Nel 1928 un’azienda di giochi, arazzi e prodotti per bambini decide di entrare in un altro business. Era la Lenci di Torino che con una produzione di alta qualità crea oggetti rpeziosi in ceramica fino al 1935, sculture che dovevano arredare le case borghesi degli italiani.
Alcuni oggetti sono ispirati alle bambole, come i giochi che Lenci aveva fatto in precedenza. Questa straordinaria produzione, vicina a Picasso e altri contemporanei dell’epoca, fino al 3 giugno al museo faentino sarà possibile ammirare 150 sculture d’arredo in ceramica dalla collezione Gabriella e Giuseppe Ferrero della storica manifattura torinese.
Giò Ponti ne parlò sulla rivista Domus e la loro particolarità arriva fino a noi. Sono oggetti rassicuranti in mezzo al trambusto delle avanguardie: sono colorate sculture, fiabesche e con un piede nella contemporaneità che però esprimono gioia e non trasgressione. Se c’è un erotismo, è molto sopito, molto “torinese”. Lenci ebbe con questa “riconversione” anche un momento di fama europea.

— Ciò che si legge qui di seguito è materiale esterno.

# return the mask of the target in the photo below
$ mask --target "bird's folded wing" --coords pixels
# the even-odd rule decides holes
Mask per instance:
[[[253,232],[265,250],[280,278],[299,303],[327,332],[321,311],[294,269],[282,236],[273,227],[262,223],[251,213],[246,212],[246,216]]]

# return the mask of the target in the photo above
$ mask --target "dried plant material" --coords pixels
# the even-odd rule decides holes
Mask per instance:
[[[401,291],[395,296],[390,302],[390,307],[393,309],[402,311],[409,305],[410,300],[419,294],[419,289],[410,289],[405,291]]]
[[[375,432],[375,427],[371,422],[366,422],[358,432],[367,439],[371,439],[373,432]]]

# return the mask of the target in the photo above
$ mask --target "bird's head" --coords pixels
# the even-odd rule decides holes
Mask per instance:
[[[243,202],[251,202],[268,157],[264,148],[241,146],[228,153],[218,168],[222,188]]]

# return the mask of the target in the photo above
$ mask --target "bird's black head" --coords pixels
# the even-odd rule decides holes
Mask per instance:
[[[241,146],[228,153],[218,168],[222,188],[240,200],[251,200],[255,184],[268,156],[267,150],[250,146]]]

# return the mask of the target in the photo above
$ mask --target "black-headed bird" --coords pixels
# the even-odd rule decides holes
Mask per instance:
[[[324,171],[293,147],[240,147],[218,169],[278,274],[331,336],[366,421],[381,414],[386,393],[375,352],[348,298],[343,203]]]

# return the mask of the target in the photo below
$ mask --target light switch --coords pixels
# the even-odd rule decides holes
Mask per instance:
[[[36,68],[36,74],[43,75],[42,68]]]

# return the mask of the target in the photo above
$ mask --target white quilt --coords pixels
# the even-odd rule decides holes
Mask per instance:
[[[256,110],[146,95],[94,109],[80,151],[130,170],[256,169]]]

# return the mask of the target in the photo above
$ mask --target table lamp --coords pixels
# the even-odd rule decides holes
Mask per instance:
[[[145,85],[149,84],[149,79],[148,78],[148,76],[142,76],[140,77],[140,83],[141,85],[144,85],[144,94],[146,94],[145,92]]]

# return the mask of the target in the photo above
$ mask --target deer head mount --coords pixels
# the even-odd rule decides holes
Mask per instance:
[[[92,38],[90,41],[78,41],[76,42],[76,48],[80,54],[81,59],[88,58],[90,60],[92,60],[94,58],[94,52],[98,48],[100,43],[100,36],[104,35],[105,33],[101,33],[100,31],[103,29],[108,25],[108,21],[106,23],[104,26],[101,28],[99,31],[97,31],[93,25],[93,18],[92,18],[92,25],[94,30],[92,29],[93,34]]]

Alla gloriosa Manifattura Lenci di Torino è dedicata la mostra al MIC di Faenza (4 marzo – 3 giugno 2018), a cura di Valerio Terraroli e Claudia Casali, con la collaborazione di Stefania Cretella e Maria Grazia Gargiulo. Saranno esposte 150 opere provenienti dalla Collezione Giuseppe e Gabriella Ferrero, la più importante e ricca collezione dedicata alla storica manifattura torinese, a cui si aggiungono, per un confronto, alcuni esemplari della Manifattura Essevi (che ne imitava lo stile, fondata nel 1934 da Sandro Vacchetti, fuoriuscito dalla Lenci).
La Manifattura Lenci nacque su iniziativa di Enrico Scavini e della moglie Elena König Scavini nel 1919 per produrre bambole e “giocattoli in genere, mobili, arredi e corredi per bambino”, ma anche un particolare tessuto per arredi, arazzi, bambole conosciuto, appunto, come “pannolenci”.

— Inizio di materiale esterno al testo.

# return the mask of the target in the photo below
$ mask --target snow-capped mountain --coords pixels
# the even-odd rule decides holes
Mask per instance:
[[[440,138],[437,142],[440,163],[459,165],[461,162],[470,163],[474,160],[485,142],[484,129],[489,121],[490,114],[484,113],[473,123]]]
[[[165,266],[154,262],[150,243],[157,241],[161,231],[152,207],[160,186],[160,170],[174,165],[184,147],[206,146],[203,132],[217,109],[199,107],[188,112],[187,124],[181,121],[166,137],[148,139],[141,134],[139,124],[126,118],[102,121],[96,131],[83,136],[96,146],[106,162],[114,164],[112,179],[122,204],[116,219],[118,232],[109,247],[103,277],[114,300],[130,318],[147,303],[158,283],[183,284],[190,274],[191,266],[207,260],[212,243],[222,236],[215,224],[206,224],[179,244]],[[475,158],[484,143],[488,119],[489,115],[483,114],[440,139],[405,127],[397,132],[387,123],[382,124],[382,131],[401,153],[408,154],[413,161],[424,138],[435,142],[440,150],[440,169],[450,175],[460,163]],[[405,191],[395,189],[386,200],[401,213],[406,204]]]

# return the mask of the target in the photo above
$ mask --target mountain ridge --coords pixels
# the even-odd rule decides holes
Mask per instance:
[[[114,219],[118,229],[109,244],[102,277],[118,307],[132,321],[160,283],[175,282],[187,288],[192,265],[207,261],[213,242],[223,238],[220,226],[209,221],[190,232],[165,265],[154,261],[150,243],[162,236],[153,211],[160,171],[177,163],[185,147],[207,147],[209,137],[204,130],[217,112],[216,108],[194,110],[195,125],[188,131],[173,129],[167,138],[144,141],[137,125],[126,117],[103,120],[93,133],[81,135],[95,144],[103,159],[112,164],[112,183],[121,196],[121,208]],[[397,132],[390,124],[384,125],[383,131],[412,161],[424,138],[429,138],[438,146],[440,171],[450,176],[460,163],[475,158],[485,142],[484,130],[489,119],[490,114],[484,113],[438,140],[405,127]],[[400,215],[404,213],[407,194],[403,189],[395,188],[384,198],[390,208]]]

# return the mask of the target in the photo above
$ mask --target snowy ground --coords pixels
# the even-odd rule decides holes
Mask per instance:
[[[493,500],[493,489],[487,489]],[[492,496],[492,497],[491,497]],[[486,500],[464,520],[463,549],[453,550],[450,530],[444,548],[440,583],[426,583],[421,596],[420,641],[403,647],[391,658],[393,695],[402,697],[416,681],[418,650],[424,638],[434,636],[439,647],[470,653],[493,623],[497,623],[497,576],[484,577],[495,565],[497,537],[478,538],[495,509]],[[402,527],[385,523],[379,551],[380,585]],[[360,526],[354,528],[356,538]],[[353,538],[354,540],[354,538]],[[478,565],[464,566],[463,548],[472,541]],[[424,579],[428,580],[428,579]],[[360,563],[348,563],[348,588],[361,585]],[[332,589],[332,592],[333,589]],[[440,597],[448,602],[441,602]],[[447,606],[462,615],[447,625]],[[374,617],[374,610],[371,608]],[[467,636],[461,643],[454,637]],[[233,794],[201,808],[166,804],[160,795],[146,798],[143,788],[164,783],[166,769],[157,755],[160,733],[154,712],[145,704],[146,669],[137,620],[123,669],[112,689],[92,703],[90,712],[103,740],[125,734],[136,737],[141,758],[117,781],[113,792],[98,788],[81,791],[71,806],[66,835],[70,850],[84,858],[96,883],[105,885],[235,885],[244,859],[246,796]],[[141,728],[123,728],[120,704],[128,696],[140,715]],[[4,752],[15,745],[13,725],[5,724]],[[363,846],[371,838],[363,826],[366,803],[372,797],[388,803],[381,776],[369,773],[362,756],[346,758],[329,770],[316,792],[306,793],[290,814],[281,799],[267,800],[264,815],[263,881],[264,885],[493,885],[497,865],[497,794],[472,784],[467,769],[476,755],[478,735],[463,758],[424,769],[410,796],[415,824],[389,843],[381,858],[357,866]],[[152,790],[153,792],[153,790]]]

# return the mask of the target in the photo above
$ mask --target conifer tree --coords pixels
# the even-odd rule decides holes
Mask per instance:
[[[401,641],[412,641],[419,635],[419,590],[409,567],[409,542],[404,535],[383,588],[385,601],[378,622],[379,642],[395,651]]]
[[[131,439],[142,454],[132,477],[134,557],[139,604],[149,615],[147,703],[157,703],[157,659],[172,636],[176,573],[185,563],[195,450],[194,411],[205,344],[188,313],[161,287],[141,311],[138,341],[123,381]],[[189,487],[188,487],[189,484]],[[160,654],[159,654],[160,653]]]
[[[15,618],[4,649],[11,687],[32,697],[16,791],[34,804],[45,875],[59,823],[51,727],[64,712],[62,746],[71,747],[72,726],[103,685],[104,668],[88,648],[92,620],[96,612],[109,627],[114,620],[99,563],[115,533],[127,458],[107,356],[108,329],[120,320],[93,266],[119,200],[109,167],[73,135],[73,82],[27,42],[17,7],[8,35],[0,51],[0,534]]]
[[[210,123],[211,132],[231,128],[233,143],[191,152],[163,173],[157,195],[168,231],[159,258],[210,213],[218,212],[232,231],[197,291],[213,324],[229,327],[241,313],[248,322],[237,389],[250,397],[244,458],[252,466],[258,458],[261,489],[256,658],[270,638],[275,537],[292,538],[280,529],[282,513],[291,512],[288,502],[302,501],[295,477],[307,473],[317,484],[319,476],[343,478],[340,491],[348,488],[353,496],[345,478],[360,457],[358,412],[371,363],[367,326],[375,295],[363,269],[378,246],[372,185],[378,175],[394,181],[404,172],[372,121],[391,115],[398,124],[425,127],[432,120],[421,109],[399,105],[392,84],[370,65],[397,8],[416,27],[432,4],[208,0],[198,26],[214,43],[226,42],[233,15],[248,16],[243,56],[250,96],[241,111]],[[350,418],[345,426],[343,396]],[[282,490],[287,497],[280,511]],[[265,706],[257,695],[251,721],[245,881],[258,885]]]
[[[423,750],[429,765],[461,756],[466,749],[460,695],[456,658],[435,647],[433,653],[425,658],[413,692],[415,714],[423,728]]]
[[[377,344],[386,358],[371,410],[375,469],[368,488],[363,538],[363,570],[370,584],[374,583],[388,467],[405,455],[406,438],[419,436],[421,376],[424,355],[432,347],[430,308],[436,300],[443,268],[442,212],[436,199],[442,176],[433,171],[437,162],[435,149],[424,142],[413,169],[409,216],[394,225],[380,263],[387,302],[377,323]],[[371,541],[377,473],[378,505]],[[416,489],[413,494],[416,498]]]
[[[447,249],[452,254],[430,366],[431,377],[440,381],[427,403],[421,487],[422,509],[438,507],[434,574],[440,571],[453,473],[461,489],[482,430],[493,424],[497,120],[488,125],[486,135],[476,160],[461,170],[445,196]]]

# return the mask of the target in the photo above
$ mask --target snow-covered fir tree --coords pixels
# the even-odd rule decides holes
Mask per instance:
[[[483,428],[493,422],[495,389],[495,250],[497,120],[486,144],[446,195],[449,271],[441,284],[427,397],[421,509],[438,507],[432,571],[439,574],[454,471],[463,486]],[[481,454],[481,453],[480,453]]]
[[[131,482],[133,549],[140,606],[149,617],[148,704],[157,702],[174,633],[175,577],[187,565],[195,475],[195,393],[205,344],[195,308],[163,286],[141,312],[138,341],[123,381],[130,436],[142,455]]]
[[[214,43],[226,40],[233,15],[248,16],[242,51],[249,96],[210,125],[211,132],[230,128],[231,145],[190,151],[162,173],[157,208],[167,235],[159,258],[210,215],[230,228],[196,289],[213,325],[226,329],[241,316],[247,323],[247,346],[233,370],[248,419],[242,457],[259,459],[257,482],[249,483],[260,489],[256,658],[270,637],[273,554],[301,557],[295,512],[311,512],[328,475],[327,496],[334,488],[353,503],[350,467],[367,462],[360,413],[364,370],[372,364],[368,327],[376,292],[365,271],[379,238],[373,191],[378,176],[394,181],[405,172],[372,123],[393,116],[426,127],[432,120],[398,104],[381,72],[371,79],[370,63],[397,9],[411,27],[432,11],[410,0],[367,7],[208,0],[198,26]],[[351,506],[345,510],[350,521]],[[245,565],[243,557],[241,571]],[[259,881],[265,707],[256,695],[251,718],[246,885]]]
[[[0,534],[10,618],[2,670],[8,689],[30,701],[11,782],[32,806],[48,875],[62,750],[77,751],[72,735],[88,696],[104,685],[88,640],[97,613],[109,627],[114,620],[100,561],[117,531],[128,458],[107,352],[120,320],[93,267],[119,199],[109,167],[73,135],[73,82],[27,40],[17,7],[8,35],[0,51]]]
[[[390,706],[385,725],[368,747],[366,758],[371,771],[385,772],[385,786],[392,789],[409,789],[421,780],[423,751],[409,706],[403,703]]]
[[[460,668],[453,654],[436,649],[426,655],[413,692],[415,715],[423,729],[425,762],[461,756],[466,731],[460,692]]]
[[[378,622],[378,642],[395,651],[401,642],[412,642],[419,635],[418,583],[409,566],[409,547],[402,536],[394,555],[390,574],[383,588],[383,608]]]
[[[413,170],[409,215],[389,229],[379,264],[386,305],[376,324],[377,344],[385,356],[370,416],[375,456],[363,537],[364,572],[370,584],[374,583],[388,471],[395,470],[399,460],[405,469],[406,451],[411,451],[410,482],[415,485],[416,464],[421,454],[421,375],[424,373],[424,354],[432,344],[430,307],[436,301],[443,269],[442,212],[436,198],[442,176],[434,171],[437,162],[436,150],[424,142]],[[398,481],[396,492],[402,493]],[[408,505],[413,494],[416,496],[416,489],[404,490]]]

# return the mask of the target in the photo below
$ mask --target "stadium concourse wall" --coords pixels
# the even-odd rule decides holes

Nel 1927 l’azienda decise di aggiungere a quella produzione una linea di piccole figure e oggetti in ceramica smaltata, dando vita, a partire dal 1928, ad un ricchissimo catalogo di sculture d’arredo e oggetti, quali vasi, scatole e soprammobili in terraglia fatta a stampo e dipinte che divennero immediatamente di moda tra la piccola e media borghesia italiana. Per raggiungere lo scopo e conquistare un largo mercato, la manifattura Lenci si avvalse della collaborazione creativa di importanti artisti torinesi come Sandro Vacchetti, Gigi Chessa, Mario Sturani, Abele Jacopi, Ines e Giovanni Grande, Felice Tosalli, ma anche la stessa proprietaria, Elena König Scavini, alla quale si deve la fortunata serie delle “Signorine”: fotografia al femminile della piccola borghesia torinese dei pieni anni Trenta.

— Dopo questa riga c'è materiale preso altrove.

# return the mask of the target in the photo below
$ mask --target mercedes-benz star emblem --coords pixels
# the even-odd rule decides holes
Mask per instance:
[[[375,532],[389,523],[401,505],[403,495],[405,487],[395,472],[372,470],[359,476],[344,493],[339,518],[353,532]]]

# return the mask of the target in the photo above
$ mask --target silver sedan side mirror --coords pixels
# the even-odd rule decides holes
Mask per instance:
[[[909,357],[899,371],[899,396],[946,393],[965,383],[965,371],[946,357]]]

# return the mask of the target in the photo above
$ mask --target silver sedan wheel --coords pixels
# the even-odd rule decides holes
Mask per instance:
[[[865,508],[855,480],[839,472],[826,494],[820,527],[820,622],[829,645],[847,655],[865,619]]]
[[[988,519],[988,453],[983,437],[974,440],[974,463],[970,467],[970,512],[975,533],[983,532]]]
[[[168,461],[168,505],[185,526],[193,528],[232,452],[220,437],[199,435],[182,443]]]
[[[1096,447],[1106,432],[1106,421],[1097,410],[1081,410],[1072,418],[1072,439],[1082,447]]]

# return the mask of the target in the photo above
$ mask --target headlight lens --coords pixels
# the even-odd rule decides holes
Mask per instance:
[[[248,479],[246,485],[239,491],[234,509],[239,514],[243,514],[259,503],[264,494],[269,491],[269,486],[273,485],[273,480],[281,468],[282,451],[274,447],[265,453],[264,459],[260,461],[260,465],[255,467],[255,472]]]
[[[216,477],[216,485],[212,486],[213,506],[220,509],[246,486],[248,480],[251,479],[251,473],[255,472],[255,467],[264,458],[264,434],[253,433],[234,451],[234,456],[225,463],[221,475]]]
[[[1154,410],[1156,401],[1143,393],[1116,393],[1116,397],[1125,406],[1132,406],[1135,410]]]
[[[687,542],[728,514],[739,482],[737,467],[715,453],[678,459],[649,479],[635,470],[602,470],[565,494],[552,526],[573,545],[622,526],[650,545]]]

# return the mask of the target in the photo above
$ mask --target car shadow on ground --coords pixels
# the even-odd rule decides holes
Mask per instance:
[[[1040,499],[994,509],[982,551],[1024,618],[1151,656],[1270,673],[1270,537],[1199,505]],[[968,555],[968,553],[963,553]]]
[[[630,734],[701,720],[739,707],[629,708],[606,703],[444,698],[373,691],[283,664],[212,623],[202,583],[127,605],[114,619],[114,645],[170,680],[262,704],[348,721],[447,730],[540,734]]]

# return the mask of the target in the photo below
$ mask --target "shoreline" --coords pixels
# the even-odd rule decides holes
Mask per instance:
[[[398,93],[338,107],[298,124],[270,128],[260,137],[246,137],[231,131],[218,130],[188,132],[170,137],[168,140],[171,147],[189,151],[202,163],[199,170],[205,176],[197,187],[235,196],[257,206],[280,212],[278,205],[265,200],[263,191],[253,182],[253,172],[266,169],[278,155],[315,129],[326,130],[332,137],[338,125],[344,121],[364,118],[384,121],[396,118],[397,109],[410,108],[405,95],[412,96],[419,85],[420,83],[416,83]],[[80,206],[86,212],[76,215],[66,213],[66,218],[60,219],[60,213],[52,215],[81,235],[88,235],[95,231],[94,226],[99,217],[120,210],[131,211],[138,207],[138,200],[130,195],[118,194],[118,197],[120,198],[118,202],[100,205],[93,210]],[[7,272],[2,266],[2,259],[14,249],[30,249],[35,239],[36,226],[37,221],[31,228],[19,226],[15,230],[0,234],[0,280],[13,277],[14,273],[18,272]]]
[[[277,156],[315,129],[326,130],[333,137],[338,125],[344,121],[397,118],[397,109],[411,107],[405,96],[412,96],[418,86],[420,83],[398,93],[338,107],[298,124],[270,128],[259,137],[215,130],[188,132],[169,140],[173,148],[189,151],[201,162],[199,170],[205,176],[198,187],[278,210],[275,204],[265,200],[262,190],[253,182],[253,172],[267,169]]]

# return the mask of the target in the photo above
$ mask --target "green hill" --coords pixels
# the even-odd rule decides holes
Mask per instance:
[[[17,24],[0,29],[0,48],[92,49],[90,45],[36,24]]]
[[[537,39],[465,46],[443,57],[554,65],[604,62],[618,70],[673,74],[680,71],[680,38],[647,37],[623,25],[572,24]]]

Le sculture ceramiche di Lenci traevano ispirazione dalle contemporanee riviste di moda, tra scene di costume e figure di giovani donne accattivanti e maliziose, raccontando il gusto di un’epoca e di una società. Donne sportive, attrici, ma anche scene galanti, balli di coppia, temi rurali e mitologici, favole, grotteschi e buffi bambini, nudi femminili al limite del lezioso e donne giocosamente provocanti, accanto a Madonne con Bambino, delicate e rassicuranti, sono il repertorio visivo di una collettività in bilico tra le alterne vicende storiche del Ventennio, status symbol immancabili nei salotti della borghesia italiana. Allo stesso tempo Lenci è stata un’importante realtà industriale ed economica e una straordinaria avventura artistica capace di guardare ad esempi europei, come le Wiener Werkstätte di Vienna e le porcellane tedesche e danesi, e di competere a livello internazionale con le maggiori manifatture ceramiche.
La mostra è realizzata grazie al contributo della Regione Emilia Romagna, con il patrocinio del Comune di Faenza. MIC – Museo Internazionale delle Ceramiche in Faenza, Viale Baccarini 19, Faenza (Ra)
Apertura: Fino al 31/03 dal martedì al venerdì 10-16 e sabato, domenica e festivi 10 – 17.30. Chiuso il lunedì. Dal 1/04 dal martedì alla domenica e festivi 10-19. Chiuso il lunedì
Visite guidate gratuite (incluse nel prezzo del biglietto) ogni domenica alle 10.30 a partire dall’11 marzo.